Rogato acredita que mais de 10 mil pessoas já passaram pela instituição. Isaías Gonçalves Ferreira, 29, foi uma delas. Dependente químico dos 14 aos 17 anos, ele aceitou ser ajudado, retomou os estudos e hoje está na entidade em condição bem diferente: como psicólogo.

Com conhecimento de causa, ele fala que um importante passo para o recomeço é saber ouvir. “Por não ouvir as pessoas, o dependente não reconhece a dimensão do problema e acaba não admitindo a ajuda.” Mais que conhecimento profissional, Ferreira conta também com a experiência de vida para fazer com que muitas pessoas, assim como ele, deem a volta por cima.

Jovem haitiano é liderança em comunidade que abriga seu povo

Ao passar pelo Jardim Utinga, é comum ouvir o sotaque bem carregado de um povo que está dia após dia aprendendo a falar o Português. Isso porque o bairro abriga 700 haitianos, nas proximidades do núcleo dos Ciganos, que deixaram o Haiti em busca de melhores condições de vida. O país, que tem como idioma local o crioulo e oficialmente utiliza o francês, sofreu, em 2010, terremoto de grande escala que matou mais de 300 mil pessoas.
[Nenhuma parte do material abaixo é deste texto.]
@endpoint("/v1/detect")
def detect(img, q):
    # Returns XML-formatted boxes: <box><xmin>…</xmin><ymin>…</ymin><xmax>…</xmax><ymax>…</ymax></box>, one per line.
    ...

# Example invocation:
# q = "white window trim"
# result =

Em solo onde muita coisa ainda é desconhecida, Jean Sony Mathurin, 29 anos, que está no Brasil há dois e já fala bem a nossa língua, é liderança na comunidade. É ele quem leva as necessidades de seus compatriotas à Prefeitura da cidade. “Eles confiam em mim e, no que puder, ajudo para retribuir essa confiança.”

Mathurin lembra que a adaptação em terras brasileiras não foi fácil. “Eu não sabia falar nem bom dia em Português. Conhecia um pouco de inglês e isso me ajudou quando cheguei aqui.”

Adaptado à nova vida, ele planeja, no próximo ano, ingressar na faculdade de Engenharia Civil. “Quero cursar o Ensino Superior, arrumar um trabalho fixo (atualmente ele vive de bicos), ajudar a minha família e o meu povo.”